Die Sonnenblumenmärkte handeln derzeit im Fahrwasser der breiteren Ölsaaten- und Energiemärkte. Steigende Rohölpreise aufgrund anhaltender Spannungen im Persischen Golf heben die Preise für pflanzliche Öle und stützen die Preise für Sonnenblumenkerne und -öl. Gleichzeitig ist die physische Verfügbarkeit von Sonnenblumenkernern in Europa knapp, was das Rapsölcomplex widerspiegelt, während ukrainische und Schwarzmeer-Angebote die Exportparität wettbewerbsfähig halten.

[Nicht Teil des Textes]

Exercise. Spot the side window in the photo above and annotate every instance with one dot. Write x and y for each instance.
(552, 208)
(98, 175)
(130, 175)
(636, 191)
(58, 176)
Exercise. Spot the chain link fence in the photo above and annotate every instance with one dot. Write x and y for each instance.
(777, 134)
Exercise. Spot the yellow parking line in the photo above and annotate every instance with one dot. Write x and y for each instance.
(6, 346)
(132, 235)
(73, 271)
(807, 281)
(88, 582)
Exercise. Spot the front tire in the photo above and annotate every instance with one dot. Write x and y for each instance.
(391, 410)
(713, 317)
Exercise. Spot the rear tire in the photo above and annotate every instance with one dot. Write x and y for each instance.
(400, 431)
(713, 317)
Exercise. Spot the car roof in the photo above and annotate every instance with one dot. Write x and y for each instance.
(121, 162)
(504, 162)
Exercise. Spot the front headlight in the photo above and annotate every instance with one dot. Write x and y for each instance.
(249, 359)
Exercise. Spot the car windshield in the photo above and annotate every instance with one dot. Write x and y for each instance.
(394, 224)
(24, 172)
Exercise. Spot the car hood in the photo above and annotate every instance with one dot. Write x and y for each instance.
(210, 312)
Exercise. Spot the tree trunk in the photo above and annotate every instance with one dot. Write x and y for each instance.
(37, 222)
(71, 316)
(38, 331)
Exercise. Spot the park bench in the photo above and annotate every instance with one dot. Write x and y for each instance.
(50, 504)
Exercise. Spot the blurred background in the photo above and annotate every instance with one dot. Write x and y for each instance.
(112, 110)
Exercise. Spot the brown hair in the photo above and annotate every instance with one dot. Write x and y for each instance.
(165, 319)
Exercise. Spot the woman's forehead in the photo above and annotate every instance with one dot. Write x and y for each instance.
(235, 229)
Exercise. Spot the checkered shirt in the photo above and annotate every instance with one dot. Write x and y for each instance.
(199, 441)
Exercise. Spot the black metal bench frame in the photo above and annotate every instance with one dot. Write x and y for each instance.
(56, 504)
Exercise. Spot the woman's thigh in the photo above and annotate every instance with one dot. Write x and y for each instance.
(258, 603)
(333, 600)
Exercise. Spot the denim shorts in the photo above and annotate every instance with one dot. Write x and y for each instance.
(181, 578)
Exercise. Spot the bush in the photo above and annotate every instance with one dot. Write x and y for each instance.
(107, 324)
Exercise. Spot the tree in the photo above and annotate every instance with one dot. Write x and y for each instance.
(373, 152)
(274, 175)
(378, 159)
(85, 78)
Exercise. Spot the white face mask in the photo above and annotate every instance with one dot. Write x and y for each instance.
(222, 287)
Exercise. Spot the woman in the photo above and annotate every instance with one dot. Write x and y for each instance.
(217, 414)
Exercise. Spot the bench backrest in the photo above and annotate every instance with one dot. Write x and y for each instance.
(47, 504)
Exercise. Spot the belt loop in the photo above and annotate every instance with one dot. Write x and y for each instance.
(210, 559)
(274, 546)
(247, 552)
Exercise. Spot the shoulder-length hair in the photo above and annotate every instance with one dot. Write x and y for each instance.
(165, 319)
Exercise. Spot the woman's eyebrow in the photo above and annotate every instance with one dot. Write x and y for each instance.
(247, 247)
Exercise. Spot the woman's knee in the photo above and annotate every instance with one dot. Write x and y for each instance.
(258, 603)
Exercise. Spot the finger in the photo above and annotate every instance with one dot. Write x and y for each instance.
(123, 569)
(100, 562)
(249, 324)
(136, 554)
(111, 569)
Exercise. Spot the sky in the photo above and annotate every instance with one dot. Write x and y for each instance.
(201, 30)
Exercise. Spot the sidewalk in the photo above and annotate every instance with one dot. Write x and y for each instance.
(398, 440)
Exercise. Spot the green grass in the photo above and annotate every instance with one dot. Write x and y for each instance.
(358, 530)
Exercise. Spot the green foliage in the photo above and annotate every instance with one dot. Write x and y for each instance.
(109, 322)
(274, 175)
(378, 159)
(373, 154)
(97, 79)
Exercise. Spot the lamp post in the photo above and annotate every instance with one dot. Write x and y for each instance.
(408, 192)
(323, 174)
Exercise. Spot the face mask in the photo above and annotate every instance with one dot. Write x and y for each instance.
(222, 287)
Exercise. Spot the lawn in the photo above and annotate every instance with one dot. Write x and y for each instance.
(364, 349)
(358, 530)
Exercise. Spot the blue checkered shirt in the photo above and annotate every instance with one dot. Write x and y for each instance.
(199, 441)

In Nordamerika sorgt die schnelle Sojabohnensaat sowie die festen Sojaöl-Futures für ein gemischtes Umfeld: Öl ist unterstützend, aber reichhaltige Proteinpflanzen begrenzen Rallyes. Wetterrisiken in Kanada und Teilen des Schwarzmeers bleiben ein latenter bullischer Faktor für die Ernten 2026, haben sich jedoch noch nicht in einer scharfen Risiko-Prämie niedergeschlagen.

📈 Preise & Spannen

Die südafrikanischen SAFEX-Sonnenblumenfutures vom 28. April 2026 zeigten eine leicht festere Struktur über die gesamte Kurve. Der nahe Mai-26-Kontrakt schloss bei etwa 8.786 ZAR/t, was einem Anstieg von 0,10 % im Vergleich zum Vortag entspricht, während der Juli-26 bei knapp 9.006 ZAR/t schloss, mit einem Zuwachs von 0,23 %. Weiter in der Zukunft gehandelt, lag die Dezember-26-Notierung bei etwa 9.346 ZAR/t, und der März-27 legte um 1,36 % auf etwa 9.225 ZAR/t zu, was eine moderate Rollierung anzeigt, jedoch ohne aggressive Umkehr.

Im physischen Handel bleiben die Angebote für Sonnenblumenkerne und -schalen im Schwarzmeer und in Europa Ende April weitgehend stabil bis leicht höher. Ukrainische schwarze Sonnenblumenkerne FCA Kiew und Odessa werden bei etwa 0,66 EUR/kg (660 EUR/t) notiert, mit Mehlangeboten nahe 0,58 EUR/kg FOB Odessa. Bulgarische schwarze Kerne liegen bei etwa 0,44 EUR/kg FCA, während gebackene, geschälte Kerne aus Bulgarien und Moldawien größtenteils bei etwa 0,97–1,09 EUR/kg FCA liegen, was eine ständige Prämie für verarbeitete Produkte im Vergleich zu rohen Kernen unterstreicht.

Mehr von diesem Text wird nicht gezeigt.